On the other hand, I must balance against these factors the nature and gravity of your offence. Yours was a cowardly act, and one of great cruelty, brought about by a dispute over almost nothing. That anyone could even contemplate tipping boiling oil over someone else is utterly repellent. Whatever feelings of resentment you may have harboured towards Mr Said, and for whatever reason, you had no justification for assaulting him, still less, for causing him serious injury. By your actions, you have left him scarred for life, both physically and emotionally. You must have appreciated, at least in general terms, what the consequences of your actions would be. For that alone, you must be punished severely.
Doing the best that I can to balance all the sentencing considerations relevant to your case, including of course general deterrence, a matter of particular importance in relation to the offence of intentionally causing serious injury, the only disposition that could be contemplated is one that involves an immediate custodial sentence. That sentence must be one of some duration.
Mohamed Wahani, the sentence of this Court is that you be imprisoned for a term of six years. I fix a non-parole period of four years. I am required, pursuant to s 6AAA of the Sentencing Act, to indicate what sentence I would have imposed but for your plea of guilty, which, as I have said, I am prepared to treat as having been offered early, and as being accompanied by remorse. I indicate that, but for your plea of guilty, you would have received a sentence of eight years’ imprisonment with a non-parole period of six years. It goes without saying that, were it not for the other mitigating circumstances that you were able to call in aid, conduct such as you exhibited would warrant a sentence significantly longer than even that of eight years’ imprisonment.

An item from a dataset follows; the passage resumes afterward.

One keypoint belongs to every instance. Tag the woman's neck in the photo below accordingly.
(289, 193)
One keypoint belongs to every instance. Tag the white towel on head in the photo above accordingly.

I declare that the period of 21 days is to be reckoned as time already served under the sentence I have imposed and I order that there be noted in the records of the Court the fact that the declaration was made and its details.
I also order that a disposal order be made pursuant to s 78(1) of the Confiscation Act 1997, that the silver-coloured pot and black handle remnants of that pot used in the commission of this offence, be placed in the custody of the Chief Commissioner of Police and be held by him until 28 days from this date, or the conclusion of any appeal proceedings, where it may then be destroyed.
I further order, pursuant to s 464ZF(2) of the Crimes Act 1958, that you undergo a forensic procedure for the taking of a scraping from your mouth in accordance with subdivision 30A of Part 3 of the Crimes Act 1958. If at the time that the request is made, you do not consent to the taking of a mouth scraping, under the supervision of an authorised member of the police, then a blood sample will be taken and police may use reasonable force to enable that procedure to be conducted.